Many of the Jews who had come to Mary and seen what Jesus had done began to believe in him. But some of them went to the Pharisees and told them what Jesus had done. So the chief priests and the Pharisees convened the Sanhedrin and said, “What are we going to do? This man is performing many signs. If we leave him alone, all will believe in him, and the Romans will come and take away both our land and our nation.” But one of them, Caiaphas, who was high priest that year, said to them, “You know nothing, nor do you consider that it is better for you that one man should die instead of the people, so that the whole nation may not perish.” He did not say this on his own, but since he was high priest for that year, he prophesied that Jesus was going to die for the nation, and not only for the nation, but also to gather into one the dispersed children of God. So from that day on they planned to kill him.

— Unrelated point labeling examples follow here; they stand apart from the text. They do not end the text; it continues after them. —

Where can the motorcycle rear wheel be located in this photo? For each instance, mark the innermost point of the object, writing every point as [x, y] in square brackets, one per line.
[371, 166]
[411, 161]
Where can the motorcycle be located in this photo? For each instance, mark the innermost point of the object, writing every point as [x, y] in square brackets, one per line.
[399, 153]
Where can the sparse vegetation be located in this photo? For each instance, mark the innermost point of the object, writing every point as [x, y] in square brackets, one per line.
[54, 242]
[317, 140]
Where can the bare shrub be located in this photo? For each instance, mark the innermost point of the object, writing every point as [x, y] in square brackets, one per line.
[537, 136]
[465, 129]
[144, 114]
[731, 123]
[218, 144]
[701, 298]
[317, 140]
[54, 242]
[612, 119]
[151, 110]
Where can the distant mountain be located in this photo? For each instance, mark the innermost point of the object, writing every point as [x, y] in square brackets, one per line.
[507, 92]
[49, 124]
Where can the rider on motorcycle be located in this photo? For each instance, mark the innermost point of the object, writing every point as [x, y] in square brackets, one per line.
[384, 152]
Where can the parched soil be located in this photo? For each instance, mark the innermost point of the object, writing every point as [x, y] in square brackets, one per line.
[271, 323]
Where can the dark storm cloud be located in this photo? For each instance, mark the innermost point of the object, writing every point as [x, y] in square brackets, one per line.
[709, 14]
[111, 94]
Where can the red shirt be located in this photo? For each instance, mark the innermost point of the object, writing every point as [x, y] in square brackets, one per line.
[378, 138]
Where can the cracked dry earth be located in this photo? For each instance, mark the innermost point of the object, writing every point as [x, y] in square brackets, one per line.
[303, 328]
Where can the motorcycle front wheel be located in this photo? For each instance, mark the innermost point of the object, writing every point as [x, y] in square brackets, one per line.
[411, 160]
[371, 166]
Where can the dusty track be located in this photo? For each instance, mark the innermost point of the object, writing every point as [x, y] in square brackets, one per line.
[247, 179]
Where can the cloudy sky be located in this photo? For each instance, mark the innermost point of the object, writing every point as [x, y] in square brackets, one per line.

So Jesus no longer walked about in public among the Jews, but he left for the region near the desert, to a town called Ephraim, and there he remained with his disciples.
Now the Passover of the Jews was near, and many went up from the country to Jerusalem before Passover to purify themselves. They looked for Jesus and said to one another as they were in the temple area, “What do you think? That he will not come to the feast?”
IT IS BETTER FOR YOU THAT ONE MAN SHOULD DIE INSTEAD OF THE PEOPLE. The Pharisees are getting more alarmed because Jesus has been showing signs that for them prove threatening for their religion and even for their nation. In the midst of their disagreement and confusion, Caiaphas offers this word of “wisdom”: It is expedient for them that one man should die than for the whole nation to perish. In short, they will have to “sacrifice” Jesus if they want to survive. Ironically, this is the path that Jesus will choose for himself. And even the evangelist “approves” of Caiaphas’ counsel, reading it as a prophecy of what will happen to Jesus.
The phenomenon of a “scapegoat” is quite common in human societal relations. When things go wrong, someone is made to suffer, supposedly to save the rest or ensure the common good. Someone has to shoulder the blame, but often this is to conceal the real culprits and hide the truth. This is seen as the “lesser evil,” but is it really, in the long run?